OSU staff member gets opportunity of a lifetime
Thursday, February 26, 2009
BY WES BURT
(February 27, 2009 Stillwater, OK) - One OSU staff member has been given amazing opportunities in order to better serve OSU students.
Fara Williams was recently given the chance to tour a U.S. Navy submarine and aircraft carrier as part of her involvement in the Oklahoma Louis Stokes Alliance Minority Participation program (OKAMP).
The OKAMP program provides support for minority students majoring in science, technology, engineering or math by helping them find faculty mentors as well as internship and scholarship opportunities.
Williams is the data coordinator for the OKAMP program where she helps students find research and presentation opportunities, organizes program activities, and documents scholar participation at each of the 11 participating OKAMP universities.
She was given this opportunity as a recruiting tool for the Navy, who hope that her experiences may encourage students to come work for them.
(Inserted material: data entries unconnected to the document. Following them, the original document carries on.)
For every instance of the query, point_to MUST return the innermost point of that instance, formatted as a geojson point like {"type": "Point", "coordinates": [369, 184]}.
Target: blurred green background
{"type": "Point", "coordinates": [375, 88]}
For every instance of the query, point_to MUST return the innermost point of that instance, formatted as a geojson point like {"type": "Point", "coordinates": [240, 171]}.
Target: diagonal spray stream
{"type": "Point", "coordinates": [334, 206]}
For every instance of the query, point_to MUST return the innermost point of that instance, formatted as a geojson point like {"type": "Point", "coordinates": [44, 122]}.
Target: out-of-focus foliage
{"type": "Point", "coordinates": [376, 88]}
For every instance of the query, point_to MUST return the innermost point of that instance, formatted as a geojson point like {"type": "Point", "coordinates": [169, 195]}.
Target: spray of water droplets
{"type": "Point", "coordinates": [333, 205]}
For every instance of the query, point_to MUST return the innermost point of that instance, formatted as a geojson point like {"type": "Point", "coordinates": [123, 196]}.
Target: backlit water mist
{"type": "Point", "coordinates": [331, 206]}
“I learned about what life is like on these boats,” Williams said. “I will share that information with students who are thinking about going into the Navy.”
Williams spent Dec. 17 touring a destroyer and a submarine in San Diego as part of a recruiting exercise for the Navy’s NUPOC program, a training program designed to produce nuclear trained officers. Students enlist in the Navy (as E6 officers) while still pursuing their bachelor’s degrees.
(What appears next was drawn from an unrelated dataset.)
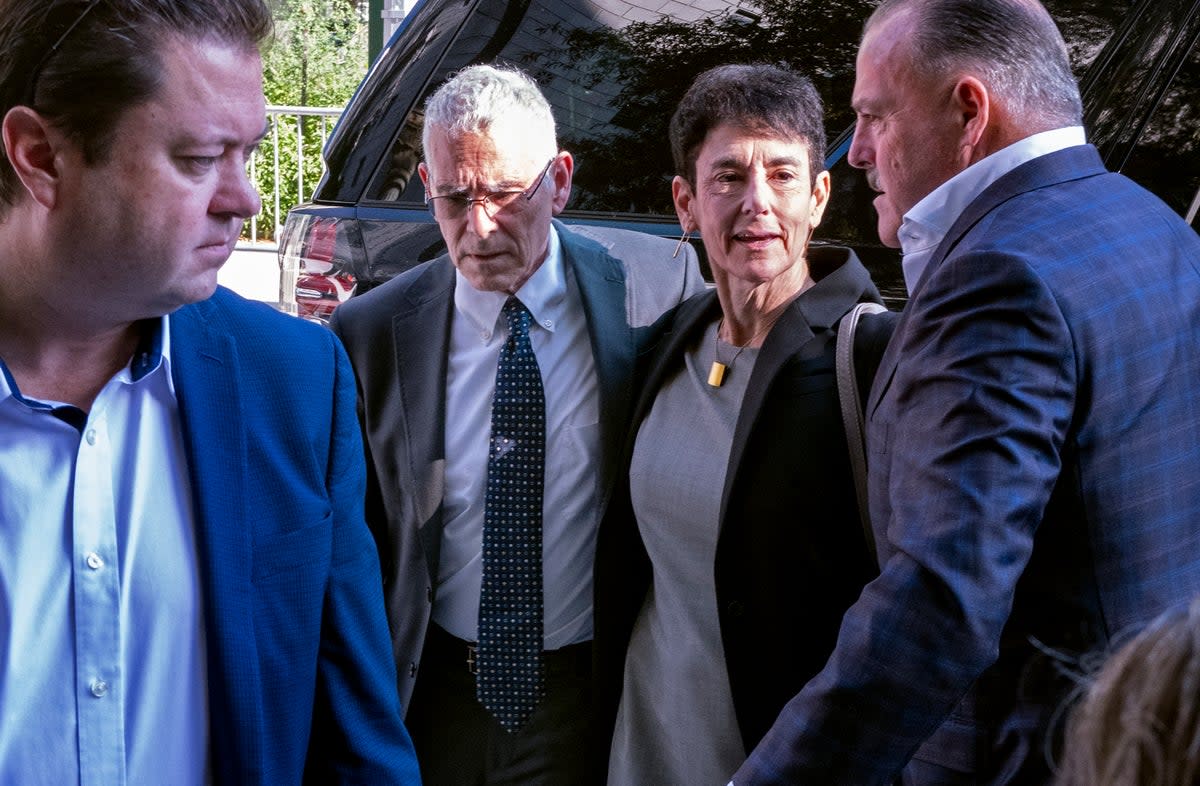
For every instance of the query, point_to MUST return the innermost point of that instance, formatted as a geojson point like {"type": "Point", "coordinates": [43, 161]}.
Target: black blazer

“The NUPOC program has two options,” Williams said, ”The ship option allows trainees to start on a small ship such as a destroyer, complete their nuclear training, and then move to an air craft carrier. The sub option sends the trainee straight to nuclear training before deployment on a submarine.”
After her trip to San Diego, Williams was invited to Florida for another tour, this time on an aircraft carrier. “I flew out of Florida on a C2 and completed an arrested landing on the flight deck of the USS Dwight D. Eisenhower,” Williams said.
She was amazed at how much training goes into being carrier certified and how much responsibility is given to young sailors. “When I toured the bridge, the sailor driving the carrier was just 19 years old,” Williams said. “He had been on the ship for only two months.”
Williams left the carrier with a catapult-assisted takeoff, which means the plane goes from zero to 128 mph in just two seconds and its occupants experience 3G force.
“It was an amazing trip, most sailors do not even get to do a take off and landing,” Williams said. “It is an elite group and I am glad I got to be a part of it.”